Jeff Kilburg's Facebook feed has carried a familiar theme from former teammates these past few days.
You don't have to be the best team in the world, you only have to be the best team in the stadium.
The quote came from their coach, Lou Holtz, who used it throughout their near-perfect 1993 campaign.
Notre Dame, undefeated and ranked No. 1, is technically the best team in the world. And all it needs to maintain that label and secure a spot in the national title game is to be the best team this Saturday inside the Los Angeles Memorial Coliseum.
But the task is easier said than done when dealing with unfamiliar territory. Brian Kelly has said that the Irish don't want the No. 1 label for just three or four days. The last time Notre Dame was atop the rankings, 19 years ago, it carried the distinction for just seven days before being upset against Boston College.
"It's not just a label they're carrying anymore, it's a target," said Kilburg, a former offensive lineman from 1993-96. "When it's a target it fuels your fire stronger, you work harder. It's a long time since they've been there. This group of young men get it. They fully embrace it, from Manti Te'o all the way down to the special teamers. They get what it means to be at Notre Dame -- it's unique to be No. 1 on the field and in the classroom. That's the bottom line. It's a unique school and the players embody that. Right now they've got to rise to the occasion.
"I'd say this is exponentially more impactful than it was in 1993, due to what we saw recently with all the No. 1s going down."
The terrain is new for even Kelly, who won titles at the Div. II level and had a perfect regular season at Cincinnati that resulted only in a No. 3 ranking.
Being in control of his team's title aspirations has not changed his approach.
"It's still about how we got here and the preparation and how these guys transformed themselves into champions by their habits and how they go to work every day," Kelly said, adding, "It doesn't mean much if we don't prepare. If we're not prepared, we're not going to win. For us it'll be about being consistent with what we've done up to this point."
Kilburg lived in Grace Hall when the No. 2 Irish beat top-ranked Florida State in the 1993 version of the "Game of the Century," so he had a front and center view of what many students saw Sunday afternoon, when the "#1" lights were lit on the building's roof to celebrate the football team's return to the top.
The excitement and distractions, however, extend beyond campus.
"To come off the victory against the unbeatable and to have to turn around and prepare the next week and hear analysts talk about us as No. 1 and so forth, it does feel good," said safety Jeff Burris, who played for Notre Dame from 1990-93. "It feels great to hear your name on top, especially with this team considering there weren't a lot of high expectations initially."

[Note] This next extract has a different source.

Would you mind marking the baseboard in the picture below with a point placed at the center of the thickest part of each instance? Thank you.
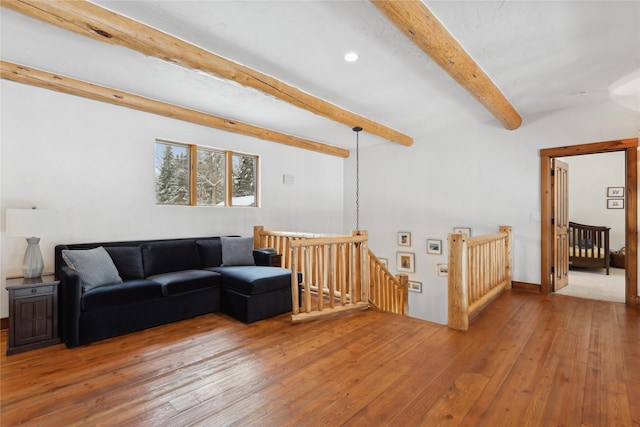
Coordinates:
(524, 286)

Kelly liked what he saw and heard Sunday morning in the training room, where his players said none of this will matter if they don't take care of business this weekend against USC.
In theory, an arch-rival awaiting would keep a team from looking ahead, though the last incarnation of No. 1 Notre Dame let the opportunity slip, dropping a home contest to rival Boston College, 41-39.
Kilburg still has trouble pointing to what went wrong, but he doesn't foresee a similar scenario with this year's team given its consistent improvement from Week 1 to now.
"It's hard to put a finger on that," Kilburg said of the loss to the Eagles. "Unfortunately, I think when teams are so laser-focused on big games, one downside is to inadvertently and unintentionally have a letdown against a lesser opponent and play to the level of competition.
"That may have happened a couple times this season with these guys, but they've learned and matured, specifically Everett Golson. From a former player'a perspective, it's amazing to see that type of maturity in one season. That doesn't happen. But now Golson's in a great position to lead these guys into USC and hit on all cylinders."